Project github address: bitcarmanlee easy-algorithm-interview-and-practice
welcome everyone to star, leave a message, and learn and progress together
1. Group groupby
In the process of daily data analysis, there is often a need for grouping. Specifically, the data is divided into different groups according to one or more fields, and then further analysis is performed, such as finding the number of groups, the maximum, minimum, and average values in the groups. In SQL, it is the famous groupby operation.
In pandas, there is also a corresponding groupby operation, let's take a look at how to use groupby in pandas.
2. The data structure of groupby
First we look at the following code
def ddd():
levels = ["L1", "L1", "L1", "L2", "L2", "L3", "L3"]
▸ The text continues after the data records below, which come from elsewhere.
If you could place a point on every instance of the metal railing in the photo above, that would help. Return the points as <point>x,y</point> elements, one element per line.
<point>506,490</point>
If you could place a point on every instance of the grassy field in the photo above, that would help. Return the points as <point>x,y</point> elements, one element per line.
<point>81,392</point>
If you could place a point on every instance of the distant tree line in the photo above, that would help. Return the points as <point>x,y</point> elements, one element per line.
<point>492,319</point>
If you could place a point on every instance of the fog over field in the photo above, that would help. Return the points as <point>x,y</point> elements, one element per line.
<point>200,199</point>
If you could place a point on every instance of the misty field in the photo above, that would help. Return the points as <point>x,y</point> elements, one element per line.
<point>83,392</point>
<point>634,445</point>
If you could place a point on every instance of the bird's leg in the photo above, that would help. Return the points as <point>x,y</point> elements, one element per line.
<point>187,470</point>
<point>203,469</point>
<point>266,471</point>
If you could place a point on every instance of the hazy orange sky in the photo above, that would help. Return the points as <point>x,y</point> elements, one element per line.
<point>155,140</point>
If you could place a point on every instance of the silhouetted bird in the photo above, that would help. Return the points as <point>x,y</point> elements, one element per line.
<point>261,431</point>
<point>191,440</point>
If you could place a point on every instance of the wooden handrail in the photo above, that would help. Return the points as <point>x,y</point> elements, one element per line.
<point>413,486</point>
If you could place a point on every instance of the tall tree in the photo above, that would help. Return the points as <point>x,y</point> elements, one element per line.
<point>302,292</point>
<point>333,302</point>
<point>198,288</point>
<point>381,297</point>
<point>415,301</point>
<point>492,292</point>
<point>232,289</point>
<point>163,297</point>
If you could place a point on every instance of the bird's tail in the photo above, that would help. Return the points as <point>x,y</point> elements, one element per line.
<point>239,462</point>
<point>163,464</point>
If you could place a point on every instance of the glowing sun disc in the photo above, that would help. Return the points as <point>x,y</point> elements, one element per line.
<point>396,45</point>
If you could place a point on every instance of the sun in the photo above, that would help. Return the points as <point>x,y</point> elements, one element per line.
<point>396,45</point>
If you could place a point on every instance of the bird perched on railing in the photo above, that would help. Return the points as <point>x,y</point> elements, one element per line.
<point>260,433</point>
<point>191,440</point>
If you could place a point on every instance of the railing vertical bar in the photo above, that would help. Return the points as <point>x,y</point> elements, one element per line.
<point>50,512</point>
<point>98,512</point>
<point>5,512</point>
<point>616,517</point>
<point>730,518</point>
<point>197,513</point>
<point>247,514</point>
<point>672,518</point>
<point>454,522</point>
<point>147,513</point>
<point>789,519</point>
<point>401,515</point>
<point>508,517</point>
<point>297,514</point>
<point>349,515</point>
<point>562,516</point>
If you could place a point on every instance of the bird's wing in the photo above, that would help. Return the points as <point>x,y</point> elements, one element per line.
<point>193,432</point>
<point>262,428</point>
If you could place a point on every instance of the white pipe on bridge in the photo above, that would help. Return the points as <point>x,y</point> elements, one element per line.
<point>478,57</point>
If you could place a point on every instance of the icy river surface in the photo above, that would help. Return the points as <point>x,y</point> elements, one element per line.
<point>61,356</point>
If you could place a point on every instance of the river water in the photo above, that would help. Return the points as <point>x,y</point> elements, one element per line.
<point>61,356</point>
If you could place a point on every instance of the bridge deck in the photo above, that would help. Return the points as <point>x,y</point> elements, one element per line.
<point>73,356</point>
nums = [10, 20, 30, 20, 15, 10, 12]
df = pd.DataFrame({"level": levels, "num": nums})
g = df.groupby('level')
print(g)
print()
print(list(g))
The output is as follows:
<pandas.core.groupby.generic.DataFrameGroupBy object at 0x10f6f96d0>
[('L1', level num
0 L1 10
1 L1 20
2 L1 30), ('L2', level num
3 L2 20
4 L2 15), ('L3', level num
5 L3 10
6 L3 12)]
After doing the groupby operation, what you get is a DataFrameGroupBy object. If you print the object directly, the memory address will be displayed.
In order to observe the data conveniently, we use the list method to convert and find that it is a tuple. The first element in the tuple is the value of level. The second element in the ancestor is the entire dataframe under its group.
3. Basic usage of groupby
def group1():
levels = ["L1", "L1", "L1", "L2", "L2", "L3", "L3"]
nums = [10, 20, 30, 20, 15, 10, 12]
scores = [100, 200, 300, 200, 150, 100, 120]
df = pd.DataFrame({"level": levels, "num": nums, "score": scores})
result = df.groupby('level').agg({'num': 'sum', 'score': 'mean'})
allnum = result['num'].sum()
result['rate'] = result['num'].map(lambda x: x / allnum)
print(result)
The final output:
num score rate
level
L1 60 200 0.512821
L2 35 175 0.299145
L3 22 110 0.188034
The above example shows the basic usage of groupby.
Group the dataframe by level, then sum the num column and average the score column to get the result.
At the same time, we also want to get the proportion of the sum of num in all num sums in each group. So we first seek the synthesis of num, and then use the map method to add a column to the result to find its proportion!
4. The usage of transform
Let's look at a more complex example below.
def t10():
levels = ["L1", "L1", "L1", "L2", "L2", "L3", "L3"]
nums = [10, 20, 30, 20, 15, 10, 12]
df = pd.DataFrame({"level": levels, "num": nums})
ret = df.groupby('level')['num'].mean().to_dict()
df['avg_num'] = df['level'].map(ret)
print(ret)
print(df)
{'L1': 20.0, 'L2': 17.5, 'L3': 11.0}
level num avg_num
0 L1 10 20.0
1 L1 20 20.0
2 L1 30 20.0
3 L2 20 17.5
4 L2 15 17.5
5 L3 10 11.0
6 L3 12 11.0
In the above method, after we group the levels, we want to add a column to the data set, and we want to add the average value corresponding to each level to each row of data.
The above solution is to first obtain the average value of each group, convert it into a dict, and then use the map method to add the average value of each group.
def trans():
levels = ["L1", "L1", "L1", "L2", "L2", "L3", "L3"]
nums = [10, 20, 30, 20, 15, 10, 12]
df = pd.DataFrame({"level": levels, "num": nums})
df['avg_num'] = df.groupby('level')['num'].transform('mean')
print(df)
If you use the transform method, the code can be simpler and more intuitive, as shown above.
The role of the transform method: call the function to generate a dataFrame with the same index as the original df on each group, and return the dataFrame with the same index as the original object and filled with the converted value, which is equivalent to adding to the original dataframe a row.